There are two peaks in the Sierra Nevada, which are named "Parker Peak" . One is in the Southern Sierra, in Tulare County; the other one in the central Sierra, in Mono County, in the Ansel Adams Wilderness. Both are named on topomaps, but neither is on any "List", therefore hardly climbed and not described in trip reports. But that does not mean that these "orphans" are not worth the hike. On the contrary, they offer pleasant peak climbing experiences as described below.

Parker Peak "South" is half an hour drive away from my mountain home in California Hot Springs. On July 2, we drove up SR50 toward Johnsonville to a trailhead at Parker Meadows near Parker Pass. A dirt road parallels beautiful Parker Meadow. From the road end it is XC hiking up a forested steep slope to a ridge which eventually leads to the 7643' summit. There was a brand-new fence on the eastern ridge of the mountain, which forms the boundary between Forest land and the Tule Indian Reservation. Seems border control is the fashion of the day. From the summit there is a splendid view over the San Joaquin Valley. Above the summer haze of the Valley the San Rafael Mountains are clearly visible. To the northeast one has a fine view of snow-covered peaks of Mineral King. On the summit block there was no register but from now on the next visitor will find a cairn with a box under it.

The Parker Peak area has superb old growth trees including sequoias. In early summer Parker Meadow is green and wet with an abundance of wildflowers. It was an easy hike, beautiful nature and a great summit view. In winter time, it would also offer a nice XC ski tour, provided SR50 would be open.

Parker Peak "North" is located on the Koip-Kuna-Wood plateau which can be reached from the south via June Lake or the north from the Tioga Pass Road. We did the latter. Drove up from LA, got a wilderness permit in Tuolumne Mdws, hiked up Fri pm to Mono Pass and set up camp near the upper Mono Lake. On Sat we ascended the trail to easy Parker Pass (11,100'), then continued to Koip Pass, a real pass, requiring a 1200' ascent with 38 switchbacks on the north face of Parker Peak.

The scenery has stark contrasts: Extensive suncupped snow fields, green lakes and red-brown rocks. Abundant wildflowers were visible in this early summertime. Alpine gold and skyparlor were in full bloom. The weather was perfect, clear and warm. However, the Koip plateau is often windy and this day was no exception. But there were rock shelters at both the pass and peak. Koip Pass is mid-way between the Koip and Parker peaks, the latter about 100' lower than the former.

It is a straightforward 600', class 1-2 climb from the Pass to Parker Peak (12,861'). Although the terrain consists of brown talus there was a pleasant surprise near the summit: Hundreds of blooming polemoniums and swarms of butterflies.

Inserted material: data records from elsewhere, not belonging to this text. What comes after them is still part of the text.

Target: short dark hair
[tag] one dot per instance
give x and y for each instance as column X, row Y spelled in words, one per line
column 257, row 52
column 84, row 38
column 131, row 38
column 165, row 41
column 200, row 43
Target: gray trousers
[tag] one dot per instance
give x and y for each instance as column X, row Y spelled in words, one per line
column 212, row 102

And the view was just outstanding: Snow-covered Sierra peaks, green and blue lakes, streams and waterfalls, forests and meadows. To the east was beautiful Mono Lake with a large eddy, probabaly a wind vortex. From the south some clouds moved in as a precursor to tropical moisture typical for early summertime.

One could have continued for another mile to the summit of Mt Wood, but we once had skied it on an SMS trip. Likewise Koip Pk was in easy reach but having done the SPS peaks new ones appear more exciting. Mt Dana, Gibbs and Conness were visible to the north, Koip and Kuna to the west, and in the distance one could even see the Sawtooth Ridge and Tower Pk.

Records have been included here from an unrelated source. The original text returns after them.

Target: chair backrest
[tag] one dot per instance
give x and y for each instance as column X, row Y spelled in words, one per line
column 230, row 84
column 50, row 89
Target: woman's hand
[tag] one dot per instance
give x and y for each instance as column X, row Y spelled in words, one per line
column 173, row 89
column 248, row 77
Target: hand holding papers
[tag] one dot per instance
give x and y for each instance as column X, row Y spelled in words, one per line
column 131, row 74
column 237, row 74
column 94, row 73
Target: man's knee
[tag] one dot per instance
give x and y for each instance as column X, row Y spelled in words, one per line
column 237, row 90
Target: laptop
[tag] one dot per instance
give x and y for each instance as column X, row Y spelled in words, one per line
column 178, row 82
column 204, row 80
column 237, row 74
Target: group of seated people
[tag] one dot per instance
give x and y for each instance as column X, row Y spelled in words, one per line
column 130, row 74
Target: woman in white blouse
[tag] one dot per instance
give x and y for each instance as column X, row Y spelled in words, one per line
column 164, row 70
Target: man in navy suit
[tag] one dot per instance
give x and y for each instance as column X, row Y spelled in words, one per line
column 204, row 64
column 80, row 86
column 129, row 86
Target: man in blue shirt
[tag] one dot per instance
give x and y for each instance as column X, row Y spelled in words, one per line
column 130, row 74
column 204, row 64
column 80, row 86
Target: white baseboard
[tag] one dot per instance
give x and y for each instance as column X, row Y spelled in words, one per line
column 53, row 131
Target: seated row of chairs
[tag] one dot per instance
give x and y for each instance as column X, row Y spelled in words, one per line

After enjoying lunch, taking many pictures and placing a new register on the summit it was time to return. It was a long but pleasant hike down past beautiful lakes and streams. Puffy summer clouds drifted in from the south. Not a single person was seen in this backcountry.

Sunday morning was spent at beautiful Spillway Lake before hiking down along Parker Creek to Tioga Pass Road. On the drive home there was a thunderstorm over Mt Whitney but at 5pm it was still 110 deg in the Mohave Desert. Time to return to the mountains soon.

As regards possible ski tours the terrain appears very promising, were it not for a difficult road access. From Tioga Pass Rd to Parker Pass would be a fine intermediate day ski tour. The north slopes of Koip and Parker hold snow for a long time and look very skiable, but it is an advanced terrain. There are some old log cabins near Mono Pass for emergency shelter or basecamp.